Canterbury Ely Train
Directrail.com offer cheap train tickets with all UK train companies to and from all National Rail stations, not just in cities, but towns and villages too.
We offer the cheapest tickets from Canterbury to Ely as well as open/flexible return tickets, so ensure you get the best fare and book your train ticket in advance with us now!
To book your train ticket, simply start typing your departure and destination stations into the ticket search box and follow the prompts.
Canterbury, in the south east of England, can trace its history back to before the Romans in the 1st century AD but grew in importance following the Kingdom of Kent's conversion to Christianity in 597 when St Augustine founded a bishops seat in the city and then became the first Archbishop of Canterbury, a position that now heads the Church of England and the worldwide Anglican Communion. Thomas Becket's murder at Canterbury Cathedral in 1170 led to the cathedral becoming a place of pilgrimage for Christians worldwide.
The city is on the River Stour or Great Stour, flowing from its source at Lenham north-east through Ashford to the English Channel at Sandwich. The river divides south east of the city, one branch flowing though the city, the other around the position of the former walls. The Stour is navigable on the tidal section to Fordwich, although above this point canoes and other small craft can be used. Punts and rowed river boats are available for hire in Canterbury.
Canterbury is home to many historic structures in addition to its cathedral. These include the city wall built in Roman times and rebuilt in the 14th century, the ruins of St Augustine Abbey and a Norman castle. The city is also home to perhaps the oldest school in England, The King's School.

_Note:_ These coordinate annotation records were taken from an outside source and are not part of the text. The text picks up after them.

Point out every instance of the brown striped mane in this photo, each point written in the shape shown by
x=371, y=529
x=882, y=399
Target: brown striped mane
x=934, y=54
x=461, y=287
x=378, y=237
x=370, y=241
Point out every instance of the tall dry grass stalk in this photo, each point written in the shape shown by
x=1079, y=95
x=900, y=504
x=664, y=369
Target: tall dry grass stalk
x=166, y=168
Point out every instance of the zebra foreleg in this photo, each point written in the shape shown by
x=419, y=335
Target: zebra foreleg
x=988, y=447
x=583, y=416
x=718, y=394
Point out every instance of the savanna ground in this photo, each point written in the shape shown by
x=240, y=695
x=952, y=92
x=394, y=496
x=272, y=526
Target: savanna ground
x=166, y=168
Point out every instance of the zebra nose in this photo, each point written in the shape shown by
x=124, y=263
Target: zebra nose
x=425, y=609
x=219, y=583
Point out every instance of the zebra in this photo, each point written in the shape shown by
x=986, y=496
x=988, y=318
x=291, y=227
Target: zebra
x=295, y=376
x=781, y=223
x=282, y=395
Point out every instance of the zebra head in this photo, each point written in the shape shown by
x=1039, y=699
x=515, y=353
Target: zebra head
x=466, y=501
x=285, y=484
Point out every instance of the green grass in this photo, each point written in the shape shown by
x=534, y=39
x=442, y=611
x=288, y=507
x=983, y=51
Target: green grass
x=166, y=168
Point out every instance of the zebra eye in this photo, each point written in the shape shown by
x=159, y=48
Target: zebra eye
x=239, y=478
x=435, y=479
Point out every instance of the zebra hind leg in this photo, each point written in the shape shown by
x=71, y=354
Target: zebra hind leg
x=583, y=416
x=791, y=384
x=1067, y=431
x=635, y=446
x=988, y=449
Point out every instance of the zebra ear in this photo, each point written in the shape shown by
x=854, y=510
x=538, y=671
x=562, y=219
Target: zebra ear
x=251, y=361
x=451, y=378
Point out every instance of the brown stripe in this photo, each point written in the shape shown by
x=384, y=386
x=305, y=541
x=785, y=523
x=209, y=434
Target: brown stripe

Located in Cambridgeshire, the city of Ely is roughly 14 miles to the north east of the city of Cambridge. The English King, Henry III, granted the Bishop of Ely a market in the 13th century. Today, the market is open on Thursday and Saturday and is supplemented with seasonal markets held monthly on Sundays and Bank Holiday Mondays from Easter to November. The city is situated on the River Great Ouse, which was a significant means of transport until the fens were drained and Ely ceased to be an island in the eighteenth century. The river is now a popular boating spot, and has a large marina.
Annual events in Ely include Aquafest, which has been staged at the riverside by the Rotary Club on the first Sunday of July since 1978. Other events include the Eel Day carnival procession and the annual fireworks display in Ely Park which was first staged in 1974. The Ely Folk Festival has been held in the city since 1985. The Ely Horticultural Society have been staging their Great Autumn Show since 1927.
Ely railway station, on the Fen Line, is a major railway hub with the Cambridge to Ely section opening in 1845. Five major railway lines emanate from this hub: north to King's Lynn, north-west to Peterborough, east to Norwich, south-east to Ipswich and south to Cambridge and London.